生井 隆明

定価: ¥ 1,890
販売価格: ¥ 1,890
人気ランキング: 124942位
おすすめ度:

発売日: 2007-04-25
発売元: ヴォイス
発送可能時期: 通常24時間以内に発送
たまには実家に帰って両親に顔を見せてやろうかと思う。しかし、田舎というのは超退屈なのだ。本の2~3冊は持ってかないと間が持たない。今回の帰省では「うつで人は豊かになる」を旅の友とすることにした。
JR上野駅から宇都宮線に乗る。幸い、上野発の列車なので席は座り放題だ。
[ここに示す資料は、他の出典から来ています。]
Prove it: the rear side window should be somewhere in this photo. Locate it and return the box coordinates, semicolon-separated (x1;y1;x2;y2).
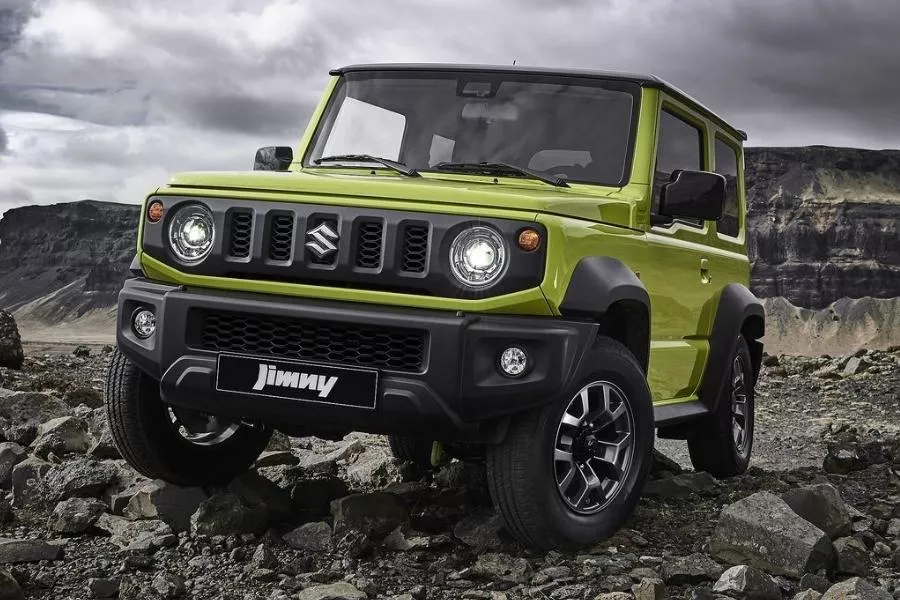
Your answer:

さっそく「うつで人は豊かになる」を取り出し、本の中に没入するが、馬鹿な子供が私の周囲で嬌声をあげている。いや、嬌声などという生やさしいものではない。
ここは動物園か?と言いたくなるほどの野放しぶりだ。親が見ていない隙に「うつで人は豊かになる」の表紙の角で奴らの眉間を思いっきりヒットしてやった。
病院に通う以外にどうしたらいいのかわかる本
病院に通いつつもなんかこのままでいいのかな。
お薬飲んで休んでいるだけでいいの??
と思っていたときに読んだ本。
やはり、うつはうつになる原因となったもの
つまり、ストレスを取り除くのが一番。
根本原因が解決すれば、うつもよくなる。
まさにそのとおり。
うつがながびいているひと
薬は飲んでいるけど、
もっと良くなりたいという人に読んでほしい一冊。
自信を持って、お勧めする
「うつで人は豊かになる」というタイトルに惹かれて読んだ。
読み始めてびっくり、アフガニスタン戦争孤児のPTSD治療活動、阪神淡路大震災でのメンタルケア・ヴォランティア活動もしている著者。25年間のストレス・セラピストとして、3万人ものうつをはじめ統合失調や社会不適応の研究と治療をしているそうだ。
しかも、薬を使わないで。
本書ではそのほか、10に分類されるさまざまな「うつ」の類型、それぞれの類型からの対処法、「うつ」なったらどうするか、具体的な「うつ」からの脱出事例など、が書かれている。他の本と比べて圧倒的な具体例と実践方法が、得がたいノウハウだ。重症でなければ、充分にセルフ・メンタル・ケアに使えると思う。
そして、この本の著者は、人間が好きなんだなぁ、という気持ちが伝わってくる。
うつで悩み苦しみ、生きようか?死のうか?と地獄のふちまで覗いてきた者にとって、そこから脱出できたのなら、「うつ」になって初めていろいろなものの見方、弱者の心が痛いほどわかるようになる。そして自然に自分の人生と周りの人々に感謝の気持ちが起き、自分の世界が広がる。だから、「うつ」を経験してひとは人生が豊かになる、という。
経験したものなら解るが、確かにそうだ。
うつ病ではなくても、不快・不安・不満で抑うつ状態にある者、自分を取り巻く環境に強いストレスを感じている者は、予防知識として大変に役立つ。全編が対談形式で書かれており、読みやすい。カバーのイラストが湖面に映る木々であり、相対的になっているのも、非常に印象深い。